The Balfour Declaration consists of 67 words. Jeffries takes 750 pages to tell the inside story of those words which, a century later, continue to have a profound effect on the Middle East.
In his original introduction, Jeffries explains that his book is so long because the true history of Palestine has been h idden from the world for decades.“Half the facts I have to give have never been mentioned at all, many of the documents have never been quoted,” he wrote.
He also sheds some light on why it took so long for the book to be published.“It is because of the primary handicap upon the Arabs and their defenders,” he said, referring to the fact that unlike the Zionists and their British allies, who held prominent positions in Parliament, the Press and high society, Arabs had no voice and were largely invisible to the British public.

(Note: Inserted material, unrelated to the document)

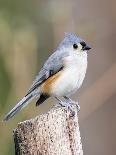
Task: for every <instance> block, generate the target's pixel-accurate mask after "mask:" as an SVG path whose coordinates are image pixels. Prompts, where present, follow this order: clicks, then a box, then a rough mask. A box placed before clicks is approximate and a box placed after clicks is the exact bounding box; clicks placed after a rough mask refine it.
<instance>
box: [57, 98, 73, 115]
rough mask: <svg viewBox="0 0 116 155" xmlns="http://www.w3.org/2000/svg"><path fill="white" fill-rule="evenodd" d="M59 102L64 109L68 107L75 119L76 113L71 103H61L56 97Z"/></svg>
mask: <svg viewBox="0 0 116 155" xmlns="http://www.w3.org/2000/svg"><path fill="white" fill-rule="evenodd" d="M55 98H56V99H57V100H58V101H59V104H60V105H61V106H62V107H66V108H67V109H68V110H70V112H71V115H70V116H71V117H74V116H75V111H74V110H73V107H72V105H71V103H70V102H68V101H64V102H63V101H61V100H60V99H59V98H58V97H55Z"/></svg>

“From the Arab the British Public has heard little, despite all the endeavors the Arabs themselves have made to present their cause,” Jeffries wrote. “How could it be otherwise? The lonely groups of men, whom their countrymen have sent so often to our shores to plead for them, have never obtained in the newspapers or upon the platform one thousandth part of the space or of the time which they needed to say all that they had to say.”
In her introduction, Karmi recounts how in 1950s Britain it was almost impossible to plead the Palestinian cause. When she told people she came from Palestine, most thought she was referring to Pakistan.
“As a child, I found it the most frightening deletion of my identity, history and memory imaginable, further compounded by so profound a British dismissal of our side of the story as to make me doubt the reality of my own living experience,” she wrote. The new edition of this book, while long overdue, is a timely reminder of the true story and the disreputable role played by Great Britain and its allies.